Fourth, we standardized admissions in PHIS as scheduled or unscheduled using KID proportions of admission type. To determine the extent and direction of misclassification, we compared the proportion of admissions designated as scheduled with actual data from a subset of 5 hospitals. The total proportion of admissions (surgical + medical) derived to be scheduled in the PHIS database was less than those coded as such by the hospitals; however, direct standardization overestimated the number of scheduled medical admissions, particularly for patients admitted on weekends. This would likely cause us to underestimate day-of-the-week fluctuations in scheduled medical admissions, thereby biasing to the null hypothesis. Conversely, KID had high proportions of surgical admissions being “elective”, which lends confidence to the estimates in our study.

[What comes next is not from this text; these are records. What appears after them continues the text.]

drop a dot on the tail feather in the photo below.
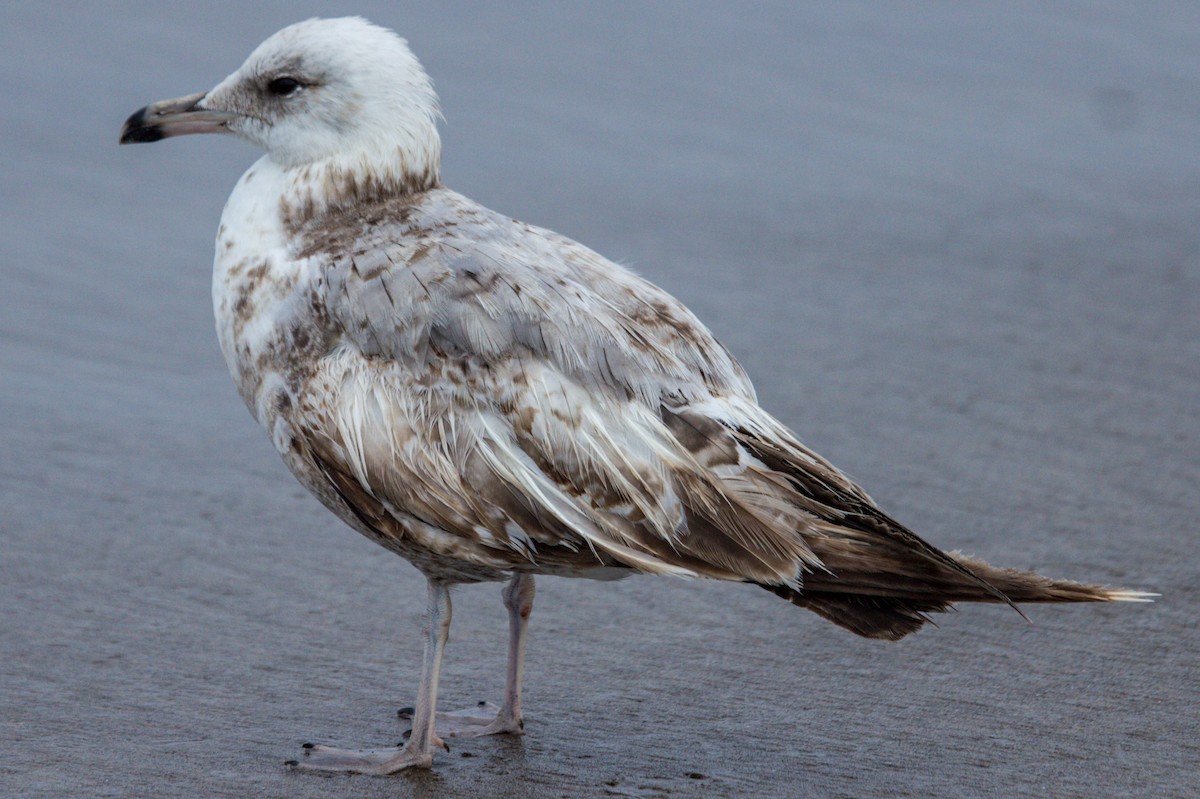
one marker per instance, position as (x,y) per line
(888,606)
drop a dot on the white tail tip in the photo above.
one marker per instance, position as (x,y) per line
(1121,595)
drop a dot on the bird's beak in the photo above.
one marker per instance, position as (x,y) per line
(178,116)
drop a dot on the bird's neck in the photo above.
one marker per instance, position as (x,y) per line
(355,179)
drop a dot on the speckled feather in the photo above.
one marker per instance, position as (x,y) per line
(486,397)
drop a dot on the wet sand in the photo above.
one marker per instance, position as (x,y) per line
(957,250)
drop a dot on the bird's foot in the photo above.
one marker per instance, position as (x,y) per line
(484,719)
(318,757)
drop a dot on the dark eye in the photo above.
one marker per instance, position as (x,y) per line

Fifth, our model assumed hospitals responded to excess capacity by altering dependent variables 1–2 days later. It is possible that the hospital response occurred more than 2 days after a high-occupancy trigger. This would also result in underestimation of hospital response. However, even if a hospital responded several days later, such an approach would not address the immediate patient flow and safety issues associated with high occupancy.
Sixth, the terms “response” or “reaction” implies a degree of causality that can only be imputed from the temporal relationships. For example, it was impossible to know whether the rise in scheduled admissions was a response to or a cause of the corresponding midnight occupancy level. It is also possible that hospitals did not actively try to manage or respond to high occupancy. While out of scope from this study, surveying hospitals about what census-management strategies they attempt and which are successful would also be informative.
Finally, only free-standing children's hospitals were included in this study. It is uncertain whether children's hospitals located within tertiary care medical centers and non-children's hospitals that care for children would respond differently.
In summary, we found that among 39 children's hospitals, meaningful responses to high occupancy were rare, in that they would not substantially reduce inpatient crowding. Given that studies in adult hospitals have found increases in sentinel events and medical errors associated with crowding, our findings raise concerns about adverse effects on patient safety and quality of care in the pediatric inpatient population. Hospitals and clinicians need to better understand the exact thresholds for defining high occupancy and its effects on patient outcomes, quality of care, safety, staff stress and satisfaction, education and training, as well as short- and long-term referral patterns and finance. Beyond occupancy, dynamic measures like throughput or throughput-to-staff ratios may be more important to safety and quality and a better standard for hospitals to use for activating responses. There may be good clinical and business cases for targeting high occupancy or throughput – or their ratio to staff and other resources – as a “never event” like other patient safety goals, which necessitates further research on the processes and outcomes involving patient flow at children's hospitals.